Tonks had her bleeding finger in her mouth. Her other hand was gingerly righting the broken alembic-- the fragile tube of glass connecting the receiver and the cucurbit had snapped in half. Malfoy irritably snatched up her little metal tin and opened it. Inside were what looked like little parchment-wrapped strips of white padding.

"What the hell are these?"

Tonks said something that sounded like 'bandages' around her finger.

Draco stared at her in bemusement. "Why don't you just cast something? Are you a witch, or aren't you?"

"This is my wand hand," she said sheepishly, removing her finger from her mouth. "Dad uses these all the time, I don't bloody know how, I keep trying..."

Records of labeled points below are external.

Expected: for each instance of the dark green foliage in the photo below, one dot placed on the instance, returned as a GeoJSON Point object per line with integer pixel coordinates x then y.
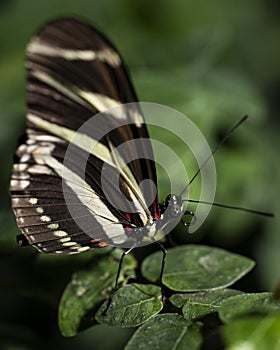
{"type": "Point", "coordinates": [213, 61]}
{"type": "Point", "coordinates": [201, 272]}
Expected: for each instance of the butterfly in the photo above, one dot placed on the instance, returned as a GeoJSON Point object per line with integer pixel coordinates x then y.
{"type": "Point", "coordinates": [63, 194]}
{"type": "Point", "coordinates": [73, 74]}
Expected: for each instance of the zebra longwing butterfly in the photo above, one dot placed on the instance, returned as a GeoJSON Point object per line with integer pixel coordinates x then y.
{"type": "Point", "coordinates": [74, 73]}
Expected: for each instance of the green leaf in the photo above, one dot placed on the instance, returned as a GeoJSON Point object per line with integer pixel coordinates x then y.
{"type": "Point", "coordinates": [193, 268]}
{"type": "Point", "coordinates": [248, 304]}
{"type": "Point", "coordinates": [197, 305]}
{"type": "Point", "coordinates": [131, 306]}
{"type": "Point", "coordinates": [167, 331]}
{"type": "Point", "coordinates": [87, 289]}
{"type": "Point", "coordinates": [253, 333]}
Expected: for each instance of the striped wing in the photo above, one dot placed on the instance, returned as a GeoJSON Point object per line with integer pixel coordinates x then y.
{"type": "Point", "coordinates": [74, 73]}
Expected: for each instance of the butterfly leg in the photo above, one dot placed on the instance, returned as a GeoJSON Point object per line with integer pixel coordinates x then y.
{"type": "Point", "coordinates": [192, 222]}
{"type": "Point", "coordinates": [164, 253]}
{"type": "Point", "coordinates": [110, 300]}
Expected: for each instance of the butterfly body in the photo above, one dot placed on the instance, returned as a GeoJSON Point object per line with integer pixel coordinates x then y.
{"type": "Point", "coordinates": [77, 86]}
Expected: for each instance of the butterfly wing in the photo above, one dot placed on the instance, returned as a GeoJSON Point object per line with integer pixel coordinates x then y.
{"type": "Point", "coordinates": [74, 73]}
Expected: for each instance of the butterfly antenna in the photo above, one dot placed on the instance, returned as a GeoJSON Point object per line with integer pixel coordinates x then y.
{"type": "Point", "coordinates": [229, 133]}
{"type": "Point", "coordinates": [252, 211]}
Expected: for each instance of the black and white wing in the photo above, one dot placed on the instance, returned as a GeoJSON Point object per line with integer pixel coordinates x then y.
{"type": "Point", "coordinates": [74, 73]}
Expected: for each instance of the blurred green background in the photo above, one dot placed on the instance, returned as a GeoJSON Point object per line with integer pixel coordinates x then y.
{"type": "Point", "coordinates": [213, 61]}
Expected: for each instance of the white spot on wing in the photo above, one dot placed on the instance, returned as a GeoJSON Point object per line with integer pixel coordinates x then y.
{"type": "Point", "coordinates": [66, 239]}
{"type": "Point", "coordinates": [33, 200]}
{"type": "Point", "coordinates": [53, 226]}
{"type": "Point", "coordinates": [22, 184]}
{"type": "Point", "coordinates": [83, 249]}
{"type": "Point", "coordinates": [39, 169]}
{"type": "Point", "coordinates": [106, 55]}
{"type": "Point", "coordinates": [45, 218]}
{"type": "Point", "coordinates": [60, 233]}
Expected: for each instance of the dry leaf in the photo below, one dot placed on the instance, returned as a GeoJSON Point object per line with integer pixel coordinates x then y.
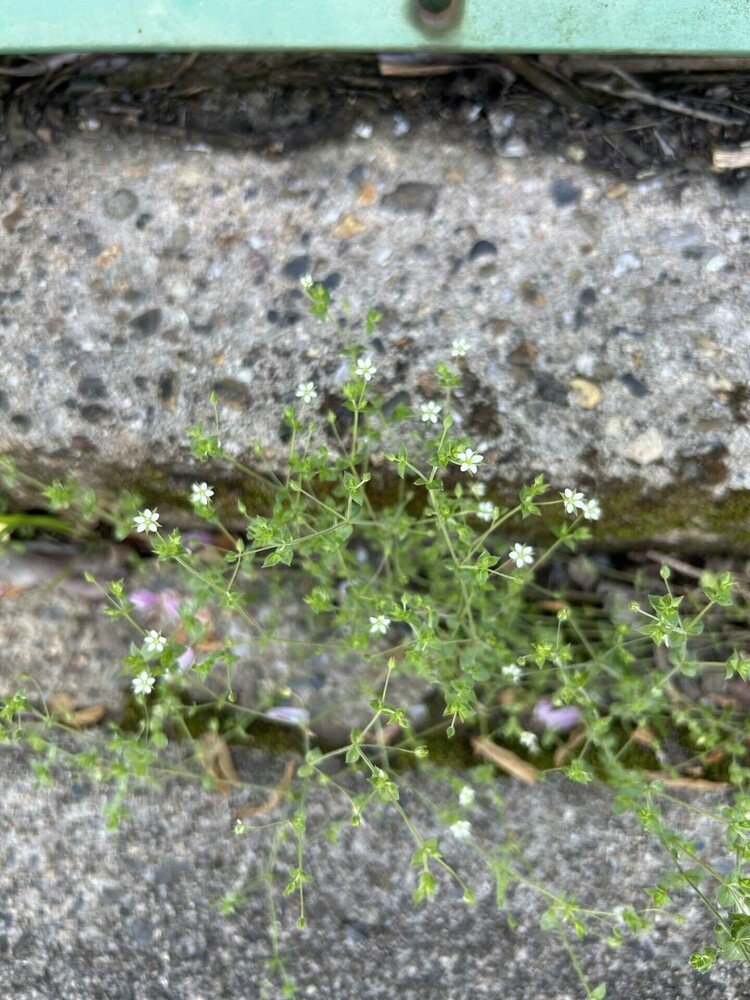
{"type": "Point", "coordinates": [551, 605]}
{"type": "Point", "coordinates": [63, 707]}
{"type": "Point", "coordinates": [90, 716]}
{"type": "Point", "coordinates": [506, 760]}
{"type": "Point", "coordinates": [276, 796]}
{"type": "Point", "coordinates": [585, 393]}
{"type": "Point", "coordinates": [731, 159]}
{"type": "Point", "coordinates": [347, 226]}
{"type": "Point", "coordinates": [217, 760]}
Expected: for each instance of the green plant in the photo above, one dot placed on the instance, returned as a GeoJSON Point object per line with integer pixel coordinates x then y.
{"type": "Point", "coordinates": [410, 569]}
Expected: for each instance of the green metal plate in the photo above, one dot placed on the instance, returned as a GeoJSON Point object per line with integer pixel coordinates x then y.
{"type": "Point", "coordinates": [661, 26]}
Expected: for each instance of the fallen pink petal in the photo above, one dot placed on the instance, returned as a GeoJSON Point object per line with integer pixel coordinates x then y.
{"type": "Point", "coordinates": [170, 602]}
{"type": "Point", "coordinates": [561, 719]}
{"type": "Point", "coordinates": [186, 660]}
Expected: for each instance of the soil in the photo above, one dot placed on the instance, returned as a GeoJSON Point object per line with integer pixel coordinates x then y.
{"type": "Point", "coordinates": [583, 109]}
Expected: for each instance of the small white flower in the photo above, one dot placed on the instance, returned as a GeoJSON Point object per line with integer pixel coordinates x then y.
{"type": "Point", "coordinates": [365, 368]}
{"type": "Point", "coordinates": [306, 392]}
{"type": "Point", "coordinates": [592, 510]}
{"type": "Point", "coordinates": [512, 671]}
{"type": "Point", "coordinates": [154, 642]}
{"type": "Point", "coordinates": [530, 741]}
{"type": "Point", "coordinates": [461, 829]}
{"type": "Point", "coordinates": [469, 460]}
{"type": "Point", "coordinates": [429, 412]}
{"type": "Point", "coordinates": [379, 623]}
{"type": "Point", "coordinates": [486, 511]}
{"type": "Point", "coordinates": [572, 501]}
{"type": "Point", "coordinates": [521, 555]}
{"type": "Point", "coordinates": [147, 520]}
{"type": "Point", "coordinates": [466, 796]}
{"type": "Point", "coordinates": [144, 683]}
{"type": "Point", "coordinates": [201, 495]}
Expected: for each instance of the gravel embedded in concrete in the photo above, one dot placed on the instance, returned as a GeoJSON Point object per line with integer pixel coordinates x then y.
{"type": "Point", "coordinates": [140, 277]}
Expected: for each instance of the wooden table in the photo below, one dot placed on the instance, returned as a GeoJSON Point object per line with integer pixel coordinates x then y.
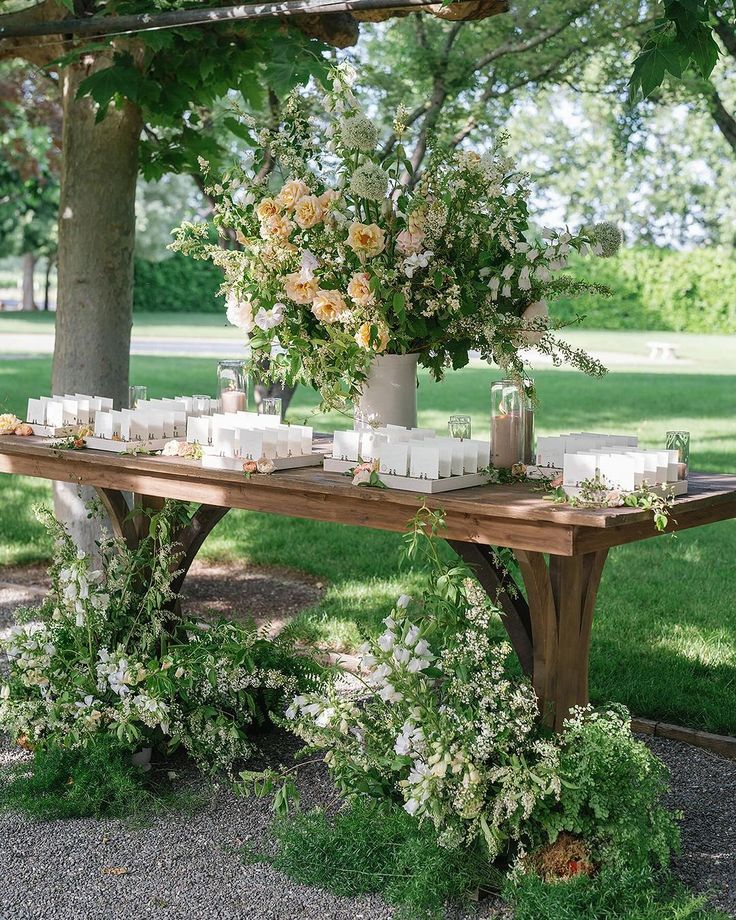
{"type": "Point", "coordinates": [550, 631]}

Draco sighed and shook his head, then tore the parchment off one of the strips. "All right, give me your hand, I'll-- these things are sticky! What is this, Spellotape?!" He shook his hand wildly, trying to get the thing to let go and only making it glomp more tenaciously around his finger.

Tonks laughed, stifling it behind her good hand.

"Bloody Muggle inventions!"

"C'mere," Tonks said in amusement, and snatched the offending article off Draco's skin with a quick swipe.

"OW! That HUR-- look, give me your wand," Draco said, shoving the box away in a huff. "I'LL fix it."

Tonks blinked. After a long moment, she awkwardly pulled out her wand and handed it to him.

"How did you manage to cut yourself this badly? There's probably blood all over the place, now," Draco grumbled, taking her wand in one hand and her wrist in the other. It was a fairly nasty cut, running straight down the inside of her finger and bleeding profusely. A stupid Muggle bandage wouldn't have helped this at all. He cast a simple healing charm, quickly and painlessly sealing the cut.

Malfoy then blinked at the wand in his hand. He sneaked a quick glance at his cousin from beneath his eyelashes.

No good. Tonks was watching him closely and she was well within arm's length of him. Clumsy though Tonks was, Malfoy had learned in the past five days that she was also fast. There wasn't any point in trying to steal her wand this time; but it was encouraging that she'd been stupid enough to let him get his hands on one, however briefly. His efforts at portraying a "good boy" seemed to be paying off.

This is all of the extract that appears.